この章は、彼女の生きてきた道を綴ったもの。彼女の少女時代、戦争時代について書いたはじめの方の作品がかなり印象的だった。

「灰色の街の花屋さん」
少女時代から自分が何故物書きになったかまでを綴った作品だが、前章にも言及されていた父親の言葉が印象的。

p.131
「お父様はね、政治より芸術の方が上だっていうのよ。だからものを創る人間になれ、って。ただし、一流の人間にだぞ、って。」


「軍国少女の敗戦」
この作品は、彼女の戦時中の様子が事細かに書かれており、平和教育の題材にもなりうる素晴らしいエッセイだ。

p147~148
「その後、「民話の手帖」という雑誌で「現代民話考」を連載。そのなかで「軍隊」を集めた。この仕事を通じ、私は私の知り得なかった加害者としての戦争や軍隊というものの一端をようやく知り得たように思う。」
日本の平和教育は、空襲や原爆など、被害の側面をことさら強調し、その悲惨さを訴えるが、加害の歴史にちゃんと光を当てなくては、本当の意味で平和な世界を築いていける人間は育たないであろう。


「ひとつひとつの葉っぱが光る」
これは戦後、自らで「勉強」の意義を見つけ出したことに関するエッセイ。

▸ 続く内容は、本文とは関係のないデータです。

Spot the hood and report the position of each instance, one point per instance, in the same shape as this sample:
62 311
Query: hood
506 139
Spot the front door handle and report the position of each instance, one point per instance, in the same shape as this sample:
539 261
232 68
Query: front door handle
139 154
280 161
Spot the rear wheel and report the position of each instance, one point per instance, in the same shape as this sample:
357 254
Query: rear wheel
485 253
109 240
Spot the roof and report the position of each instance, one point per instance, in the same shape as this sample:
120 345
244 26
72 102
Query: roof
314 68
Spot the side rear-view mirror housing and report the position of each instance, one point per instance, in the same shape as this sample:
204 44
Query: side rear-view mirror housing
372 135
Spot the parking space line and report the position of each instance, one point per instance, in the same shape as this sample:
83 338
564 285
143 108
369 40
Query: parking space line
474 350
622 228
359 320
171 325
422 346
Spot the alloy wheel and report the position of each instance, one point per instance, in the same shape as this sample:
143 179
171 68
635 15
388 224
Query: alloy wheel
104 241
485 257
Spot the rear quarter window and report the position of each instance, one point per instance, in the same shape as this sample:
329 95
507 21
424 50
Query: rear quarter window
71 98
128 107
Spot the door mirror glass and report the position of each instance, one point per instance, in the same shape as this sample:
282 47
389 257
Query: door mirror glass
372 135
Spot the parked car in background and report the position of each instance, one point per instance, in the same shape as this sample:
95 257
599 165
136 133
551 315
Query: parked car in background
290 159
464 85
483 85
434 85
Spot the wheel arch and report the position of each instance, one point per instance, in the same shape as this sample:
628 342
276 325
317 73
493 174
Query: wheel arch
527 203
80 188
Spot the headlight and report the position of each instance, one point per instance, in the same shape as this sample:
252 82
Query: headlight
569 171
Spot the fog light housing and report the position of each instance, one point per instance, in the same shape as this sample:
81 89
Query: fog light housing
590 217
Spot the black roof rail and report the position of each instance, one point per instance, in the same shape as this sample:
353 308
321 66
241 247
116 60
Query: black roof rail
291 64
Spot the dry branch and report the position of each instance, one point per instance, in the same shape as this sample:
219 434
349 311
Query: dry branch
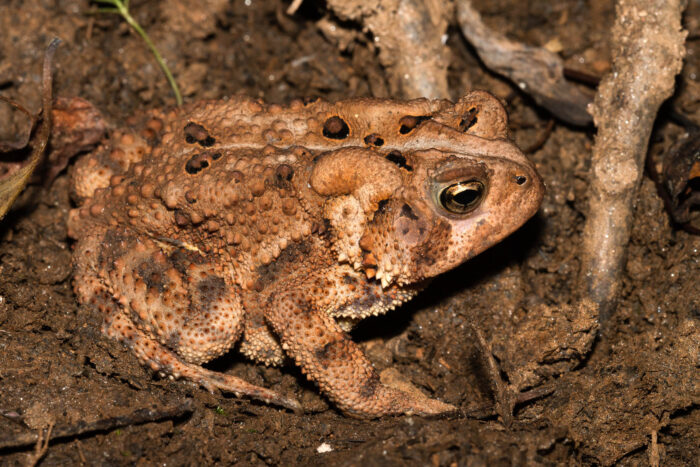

その中の印象的な一節。

p.150
「自分が他を冒していることに気がつかない人は鈍感です。そんなことはいやだ。私はひっこんでいる、とそう思って、ひっこんでいても、それはそれなりにその存在は、自らの意識しないところで他を冒しているかもしれません。」

この気持ちを持てるか持てないかが人間として生きていく上で非常に重要だと思う。


前半は、かなりシリアスなエッセイが多く、読み応えがあった。